L’or, en revanche, fait comme le franc suisse «partie des placements les plus sûrs», juge la Raiffeisen. «Ils sont actuellement très demandés et leur prix a augmenté.» Mais le métal «n’offre pas de croissance à long terme», expose l’UBS. La BCGe confirme. «Il ne crée pas de valeur, contrairement à un investissement dans une entreprise. Mais en acheter peut rassurer et permettre de dormir la nuit.»  

Alors que le franc suisse et l’euro sont à parité, basculer ses économies en euro est-il une bonne idée? 

«Si vous passez vos vacances en zone euro l’été prochain, alors pourquoi pas acheter des euros», avance l’UBS, qui juge une telle acquisition utile uniquement pour consommer – ce qui explique pourquoi les travailleurs frontaliers, payés en francs suisses mais vivant en France, se sont rués sur la monnaie européenne voici dix jours. Pour les autres, l’économiste conseille de garder ses économies en francs suisses. «Basculer ses avoirs d’une devise à une autre parce que l’on pense qu’il s’agit d’un moment-clé correspond à de la spéculation, pas à de l’épargne», avertit la BCG. Pour économiser, acheter des euros à long terme n’est donc pas la panacée, confirme la Raiffeisen, en raison de «l’inflation chroniquement plus faible en Suisse que dans la zone euro».  

La crise a-t-elle un impact sur les coûts du logement?
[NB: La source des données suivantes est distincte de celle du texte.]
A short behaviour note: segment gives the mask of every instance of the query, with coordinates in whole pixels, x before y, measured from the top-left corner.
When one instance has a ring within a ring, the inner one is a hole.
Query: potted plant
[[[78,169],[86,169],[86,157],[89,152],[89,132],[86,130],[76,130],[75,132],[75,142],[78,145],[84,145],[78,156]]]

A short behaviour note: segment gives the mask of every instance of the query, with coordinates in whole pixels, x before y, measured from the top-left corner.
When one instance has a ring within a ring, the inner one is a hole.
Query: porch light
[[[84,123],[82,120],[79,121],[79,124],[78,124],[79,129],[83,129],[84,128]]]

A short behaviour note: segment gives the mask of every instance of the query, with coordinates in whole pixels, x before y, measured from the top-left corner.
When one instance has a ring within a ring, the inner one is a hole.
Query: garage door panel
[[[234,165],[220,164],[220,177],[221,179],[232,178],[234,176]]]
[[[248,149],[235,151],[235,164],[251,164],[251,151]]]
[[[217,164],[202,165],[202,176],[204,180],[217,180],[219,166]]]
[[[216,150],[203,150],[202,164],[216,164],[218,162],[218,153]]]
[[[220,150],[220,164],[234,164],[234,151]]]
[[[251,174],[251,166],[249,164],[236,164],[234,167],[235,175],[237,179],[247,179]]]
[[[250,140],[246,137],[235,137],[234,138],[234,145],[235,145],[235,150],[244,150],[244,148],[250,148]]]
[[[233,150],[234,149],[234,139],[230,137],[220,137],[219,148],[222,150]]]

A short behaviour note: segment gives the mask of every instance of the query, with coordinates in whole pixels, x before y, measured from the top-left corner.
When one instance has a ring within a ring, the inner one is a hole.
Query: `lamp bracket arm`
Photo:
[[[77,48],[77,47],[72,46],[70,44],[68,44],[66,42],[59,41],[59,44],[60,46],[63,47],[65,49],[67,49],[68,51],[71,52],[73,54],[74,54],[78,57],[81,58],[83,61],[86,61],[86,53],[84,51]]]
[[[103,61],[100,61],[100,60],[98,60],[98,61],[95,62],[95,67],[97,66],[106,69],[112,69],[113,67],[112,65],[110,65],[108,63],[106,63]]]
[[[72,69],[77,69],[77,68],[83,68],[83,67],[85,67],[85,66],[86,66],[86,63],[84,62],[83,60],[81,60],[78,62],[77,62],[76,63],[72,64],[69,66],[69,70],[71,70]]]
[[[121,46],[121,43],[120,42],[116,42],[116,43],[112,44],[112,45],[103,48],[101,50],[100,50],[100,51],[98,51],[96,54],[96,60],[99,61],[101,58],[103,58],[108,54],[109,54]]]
Pour les locataires, l’impact est nul, explique l’UBS, si ce n’est bien sûr sur les charges, qui risquent d’augmenter en raison de la hausse du prix du mazout et du gaz naturel. Les propriétaires, eux, pourront ressentir un impact si leur hypothèque arrive à terme et qu’ils doivent la refinancer. «Ce sera un peu plus cher que jusqu’à présent. On s’attend à une hausse de 0,2% sur les taux à 10 ans d’ici la fin de l’année, ce qui n’est pas très important». La BCGe abonde. «Pour que les événements en Ukraine aient des conséquences sur les propriétaires, il faudrait qu’ils poussent la BNS à monter rapidement ses taux d’intérêts. Or, en période de crise, ce scénario n’est pas favorisé.» 

Les sommes placées dans les troisièmes piliers sont-elles affectées par la crise? 

«Si elles se trouvent dans un troisième pilier lié sur un compte bancaire, en cash, il n’y a aucun impact, considère l’UBS. Si le troisième pilier lié est investi dans un fonds de placement, alors oui, il est impacté. Mais les sommes étant bloquées avec une optique de très long terme, il n’y a pas trop d’inquiétude à avoir.» En raison de cet horizon à long terme, la Raiffeisen recommande même de miser sur un troisième pilier en actions. «Comme les gestionnaires investissent régulièrement, les prix d’entrée sont lissés et les phases de faiblesse des cours sont mises à profit pour effectuer des achats.»